Acting VA secretary wants Congress to act on Choice reform
WASHINGTON — The acting secretary of the Department of Veterans Affairs supports a package of VA reforms Congress failed to pass last month and urged lawmakers Monday to try again.
Robert Wilkie wrote in a statement that the VA and Congress need to come together to overhaul the VA Choice program, which veterans use to receive private-sector medical care. Lawmakers and large veterans organizations agree the program is complex and difficult for veterans to use, and they’ve been working for more than a year to garner support to pass large-scale reforms.
The Choice program was created in response to the VA wait-time scandal – uncovered in Phoenix four years ago Monday.
“It’s time to fix the Choice program – as well as the department’s other non-VA care efforts – once and for all by merging them into a single, streamlined community care program that’s easy to use for veterans and VA employees,” Wilkie wrote.
Wilkie told members of the House and Senate veterans’ affairs committees Monday that he supported a package of reforms they failed to attach to Congress’ massive spending bill in March. The package was a deal between Rep. Phil Roe, R-Tenn., the chairman of the House Committee on Veterans’ Affairs, and Sens. Johnny Isakson, R-Ga., and Jon Tester, D-Mont., who lead the Senate Veterans’ Affairs Committee.
In addition to overhauling the Choice program, the reforms included an expansion of benefits for veteran caregivers, as well as a plan to initiate a systematic review of VA infrastructure, with the intention of disposing of aging and underused facilities nationwide.
Wilkie expressed urgency Monday, noting Congress has been forced in multiple instances during the last year to approve emergency funding for the program. The program faces another funding shortfall – it’s slated to run out of money in early June.
TriWest Healthcare Alliance, which contracts with the VA to arrange private-sector care for veterans through the Choice program, warned lawmakers last week that another shortfall could lead to restricted care for veterans, as well as layoffs and financial ruin for the alliance.
Wilkie, who came to the VA from the Defense Department, is temporarily leading the VA following the dismissal of former VA Secretary David Shulkin on March 28. He sat down with several large veterans organizations for the first time Friday and is scheduled to meet with Roe in the coming days.
In an official release last week, the VA rejected claims by Shulkin that he was fired because administration officials sought to privatize the agency and saw him as an obstacle.

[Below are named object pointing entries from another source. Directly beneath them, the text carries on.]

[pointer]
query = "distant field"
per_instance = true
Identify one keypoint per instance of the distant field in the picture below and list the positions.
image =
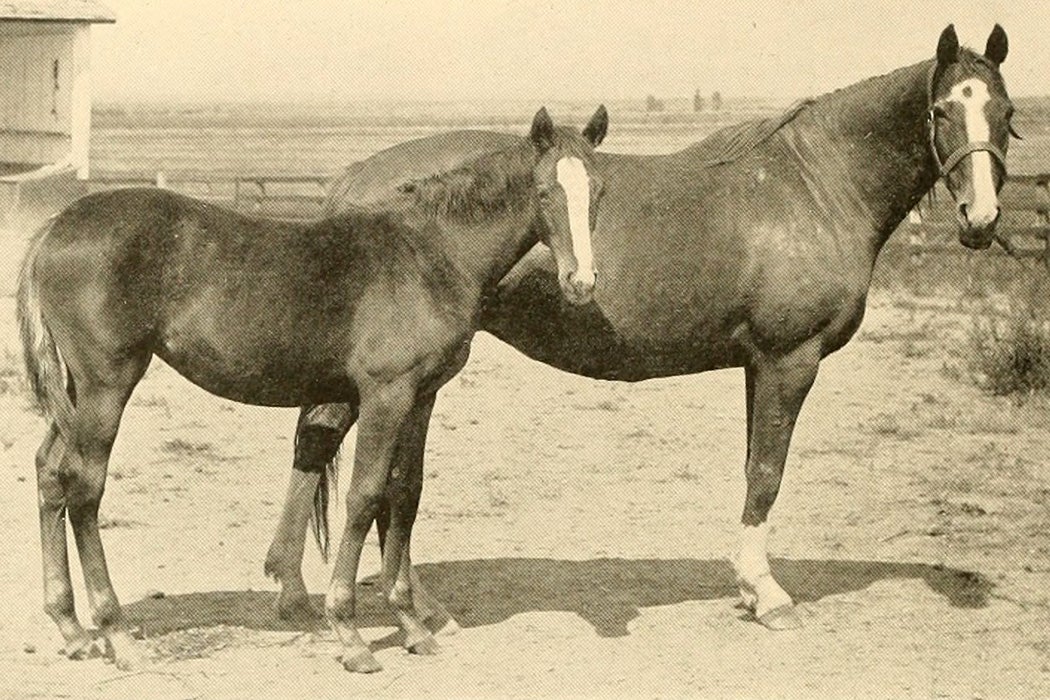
(223, 141)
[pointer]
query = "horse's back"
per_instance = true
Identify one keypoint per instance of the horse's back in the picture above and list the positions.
(376, 179)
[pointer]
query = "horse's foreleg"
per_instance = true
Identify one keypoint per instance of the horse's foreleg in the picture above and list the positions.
(776, 388)
(318, 435)
(58, 585)
(97, 419)
(401, 586)
(383, 411)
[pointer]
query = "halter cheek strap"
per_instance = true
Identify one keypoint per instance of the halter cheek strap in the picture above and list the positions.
(946, 166)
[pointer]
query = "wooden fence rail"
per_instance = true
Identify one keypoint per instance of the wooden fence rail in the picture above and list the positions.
(292, 196)
(1025, 221)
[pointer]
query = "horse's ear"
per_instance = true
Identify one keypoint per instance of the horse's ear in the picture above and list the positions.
(542, 133)
(998, 45)
(947, 46)
(595, 129)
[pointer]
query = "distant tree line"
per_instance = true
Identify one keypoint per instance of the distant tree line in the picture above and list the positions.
(653, 104)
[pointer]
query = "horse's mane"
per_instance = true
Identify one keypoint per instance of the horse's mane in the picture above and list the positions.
(732, 143)
(487, 185)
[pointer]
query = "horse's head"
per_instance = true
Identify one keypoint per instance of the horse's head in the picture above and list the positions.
(569, 189)
(969, 130)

“There is no effort underway to privatize VA, and to suggest otherwise is completely false and a red herring designed to distract and avoid honest debate about the real issues surrounding veterans’ health care,” the VA statement read.
It’s uncertain whether Congress can gain enough support for major VA reforms before veterans and lawmakers hear from Rear Adm. Ronny Jackson, the White House physician and President Donald Trump’s pick to lead the VA.
Some lawmakers and veterans groups have expressed concern over Jackson’s lack of management experience and knowledge of VA issues. They were looking to Jackson’s confirmation hearing to learn more about him and the direction that he wants to lead the massive agency.
A confirmation hearing for Jackson had not been scheduled as of Monday.
Roe said Monday that he was working with other lawmakers to “find a path forward” for the reforms.
“I am grateful acting Secretary Wilkie expressed his support of the bicameral, bipartisan agreement reached in March, and that he is bringing increased awareness to the limited funding remaining in the Choice Program account,” Roe said.